Prove $(\sin x)^{1/3}$ is an odd function

Question

A question asks to prove that $f(x)=(\sin x)^{1/3}$ is an odd function. I have begun by using the idea that for a function to be odd, $f(x)=-f(-x)$, such that... $$-f(-x)=-[\sin(-x)]^{1/3}$$ $$=-[-\sin x]^{1/3}$$ $$=-(-1)^{1/3}(\sin x)^{1/3}$$ From here though, I am unclear as to how I should proceed.
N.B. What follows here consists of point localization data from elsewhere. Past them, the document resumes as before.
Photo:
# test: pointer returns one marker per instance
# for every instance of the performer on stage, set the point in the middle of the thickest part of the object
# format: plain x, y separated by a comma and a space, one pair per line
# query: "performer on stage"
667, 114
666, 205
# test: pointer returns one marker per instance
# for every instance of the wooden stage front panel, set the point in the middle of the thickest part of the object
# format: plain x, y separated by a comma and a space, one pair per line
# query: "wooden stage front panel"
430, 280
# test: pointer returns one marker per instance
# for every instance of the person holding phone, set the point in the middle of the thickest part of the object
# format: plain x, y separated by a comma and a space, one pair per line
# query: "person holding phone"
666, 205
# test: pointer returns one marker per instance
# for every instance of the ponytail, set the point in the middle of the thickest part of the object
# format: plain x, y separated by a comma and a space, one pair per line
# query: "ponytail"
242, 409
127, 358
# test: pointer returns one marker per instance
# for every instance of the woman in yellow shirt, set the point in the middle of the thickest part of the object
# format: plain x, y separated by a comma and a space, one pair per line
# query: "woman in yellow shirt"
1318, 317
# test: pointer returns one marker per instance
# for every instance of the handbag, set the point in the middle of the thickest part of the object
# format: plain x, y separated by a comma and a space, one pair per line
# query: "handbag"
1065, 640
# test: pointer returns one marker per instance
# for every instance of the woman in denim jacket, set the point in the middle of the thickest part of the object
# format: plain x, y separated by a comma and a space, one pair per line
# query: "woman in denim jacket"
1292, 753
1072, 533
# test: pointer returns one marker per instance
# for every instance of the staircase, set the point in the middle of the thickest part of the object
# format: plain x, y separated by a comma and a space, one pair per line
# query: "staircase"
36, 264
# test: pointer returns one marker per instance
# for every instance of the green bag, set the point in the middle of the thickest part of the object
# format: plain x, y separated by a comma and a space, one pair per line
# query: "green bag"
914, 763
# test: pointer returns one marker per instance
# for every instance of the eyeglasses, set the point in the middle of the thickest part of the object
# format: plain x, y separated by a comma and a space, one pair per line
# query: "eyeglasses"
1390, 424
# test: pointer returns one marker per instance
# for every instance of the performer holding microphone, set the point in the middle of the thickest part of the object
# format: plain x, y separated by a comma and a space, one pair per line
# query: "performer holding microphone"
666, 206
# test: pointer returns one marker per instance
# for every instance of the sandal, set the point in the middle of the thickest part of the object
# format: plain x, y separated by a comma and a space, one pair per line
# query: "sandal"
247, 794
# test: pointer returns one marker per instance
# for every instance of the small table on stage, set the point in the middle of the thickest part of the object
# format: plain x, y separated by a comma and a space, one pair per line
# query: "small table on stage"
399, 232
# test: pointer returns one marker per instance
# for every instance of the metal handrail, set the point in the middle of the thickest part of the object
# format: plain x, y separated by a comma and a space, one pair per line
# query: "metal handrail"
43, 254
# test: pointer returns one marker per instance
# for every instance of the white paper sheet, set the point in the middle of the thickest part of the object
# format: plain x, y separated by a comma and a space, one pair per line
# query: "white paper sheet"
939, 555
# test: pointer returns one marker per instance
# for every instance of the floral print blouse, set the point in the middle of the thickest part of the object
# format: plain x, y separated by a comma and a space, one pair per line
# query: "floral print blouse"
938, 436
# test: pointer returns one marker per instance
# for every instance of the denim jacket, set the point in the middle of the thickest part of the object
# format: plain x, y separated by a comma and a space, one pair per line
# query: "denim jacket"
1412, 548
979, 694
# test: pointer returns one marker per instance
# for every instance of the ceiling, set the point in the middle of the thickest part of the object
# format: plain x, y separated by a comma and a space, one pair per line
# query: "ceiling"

Is there a basic algebraic error in my working to this point, or is there some simple step from here I am missing?

Answer 1

All that remains to do is to compute the real cube root of $-1$, which is $-1$ itself, and negate it to get 1, i.e. $-(-1)^{1/3}=1$. This proves $f(x)=-f(-x)$.

Answer 2

$(-1)^{1/3}=e^{\pi i/3+2k/3\pi i}$ for$k\in \mathbb{Z}$, so over the real nubmers, $(-1)^{1/3}=x$ has real solution $x=-1$. Nowe, $-f(-x)=--\sin(x)^{1/3}=f(x)$.

Answer 3

Alternatively you could argue that both $\sin(x)$ and $x^{1/3}$ are odd and that odd functions are closed under composition.